Remembering what I had heard said the previous night, I thought he might be. But the words had afforded the opportunity for a question that I was longing, in my curiosity, to put.
"Selina, who is Miss Delves? Is she a lady or a servant?"
"You had better not call her a servant, Anne; she would never forgive it," answered Selina, with a laugh. "She is a relative of Mr. Edwin Barley's."
"Then, why does she not sit with you, and dine at table?"
"Because I do not choose that she shall sit with me, and dine at table," was the resentful, haughty retort; and I could see that there had been some past unpleasantness in regard to Miss Delves. "When Mr. Edwin Barley's mother died, who used to live with him, Charlotte Delves came here as mistress of the house. That was all very well so long as there was no legitimate mistress, but ages went on, and I came to it. She assumed a great deal; I found she was planted down at table with us, and made herself my companion in the drawing-room at will. I did not like it; and one day I told my husband so in her presence. I said that I must be the sole mistress in my own house, and quitted the room, leaving them to settle it. Since then she has taken the parlour for her sitting-room, and looks to the household, as she did before. In short, Miss Delves is housekeeper. I have no objection to that; it saves me trouble, and I know nothing of domestic management. Now and then I invite her to take tea with us, or to a drive with me in the pony carriage, and we are vastly polite to each other always."
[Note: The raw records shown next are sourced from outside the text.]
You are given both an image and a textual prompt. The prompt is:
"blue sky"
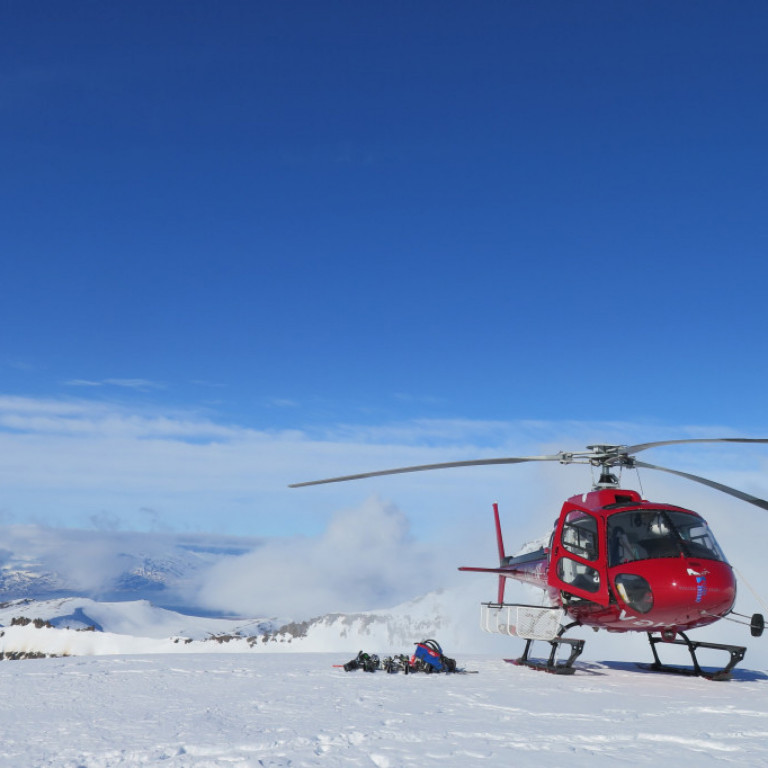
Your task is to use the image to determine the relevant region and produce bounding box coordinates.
[0,1,768,543]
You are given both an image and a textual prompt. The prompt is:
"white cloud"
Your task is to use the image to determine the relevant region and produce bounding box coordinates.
[197,497,438,619]
[64,378,165,392]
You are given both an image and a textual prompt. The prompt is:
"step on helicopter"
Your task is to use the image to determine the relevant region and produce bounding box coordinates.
[289,438,768,680]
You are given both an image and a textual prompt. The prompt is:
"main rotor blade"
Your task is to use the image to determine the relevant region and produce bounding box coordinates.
[620,437,768,456]
[633,462,768,510]
[288,454,563,488]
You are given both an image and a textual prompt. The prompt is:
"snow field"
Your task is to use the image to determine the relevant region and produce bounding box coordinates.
[0,649,768,768]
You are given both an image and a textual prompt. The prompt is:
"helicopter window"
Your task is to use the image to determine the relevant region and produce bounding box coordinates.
[557,557,600,592]
[608,509,682,566]
[667,512,726,562]
[562,509,597,560]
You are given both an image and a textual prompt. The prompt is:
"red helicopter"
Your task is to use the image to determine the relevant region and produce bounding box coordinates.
[290,438,768,680]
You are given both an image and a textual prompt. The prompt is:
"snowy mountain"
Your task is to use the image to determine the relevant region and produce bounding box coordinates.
[0,525,261,613]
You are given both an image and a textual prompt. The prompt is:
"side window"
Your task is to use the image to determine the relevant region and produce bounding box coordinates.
[558,509,597,560]
[557,557,600,592]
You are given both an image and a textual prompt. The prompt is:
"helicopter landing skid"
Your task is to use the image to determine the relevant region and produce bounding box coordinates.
[642,632,747,680]
[504,637,585,675]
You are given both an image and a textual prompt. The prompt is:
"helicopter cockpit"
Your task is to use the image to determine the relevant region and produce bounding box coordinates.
[608,509,726,566]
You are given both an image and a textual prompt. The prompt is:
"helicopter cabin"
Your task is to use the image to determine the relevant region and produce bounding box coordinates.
[549,488,727,614]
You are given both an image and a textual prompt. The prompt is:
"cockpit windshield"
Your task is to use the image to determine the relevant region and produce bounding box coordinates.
[608,509,725,565]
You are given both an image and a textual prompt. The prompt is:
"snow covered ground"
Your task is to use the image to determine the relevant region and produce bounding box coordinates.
[0,653,768,768]
[0,582,768,768]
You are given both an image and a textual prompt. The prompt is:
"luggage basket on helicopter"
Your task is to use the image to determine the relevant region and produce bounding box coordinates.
[480,603,563,641]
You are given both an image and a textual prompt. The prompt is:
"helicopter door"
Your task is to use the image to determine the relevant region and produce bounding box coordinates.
[549,509,608,605]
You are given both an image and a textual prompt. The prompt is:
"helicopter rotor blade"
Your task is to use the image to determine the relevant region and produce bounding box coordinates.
[621,437,768,455]
[288,454,566,488]
[632,462,768,510]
"But if you do not like her——"
"Like her!" interrupted Selina. "My dear child, we hate each other like poison. It was not in human nature, you know, for her not to feel my entrance to the house as a wrong, displacing her from her high post, and from the influence she had contrived to acquire over Mr. Edwin Barley. They were as intimate as brother and sister; and I believe he is the only living being she cares for in the whole world. When I took a high tone with her, it exasperated her all the more against me, there's no doubt of it; and she repays it by carrying petty tales of me to Mr. Edwin Barley."
"And whose part did he take, Selina!"
"MINE, of course—always?" she returned, with a forcible emphasis on the first word. "But it has never been open warfare between me and Miss Delves, Anne; you must understand that. Should anything of the sort supervene, she would have to quit the house. A bitter pill that would be, for she has no money, and would have to go out as housekeeper in reality, or something of the kind. My occupation would be gone then."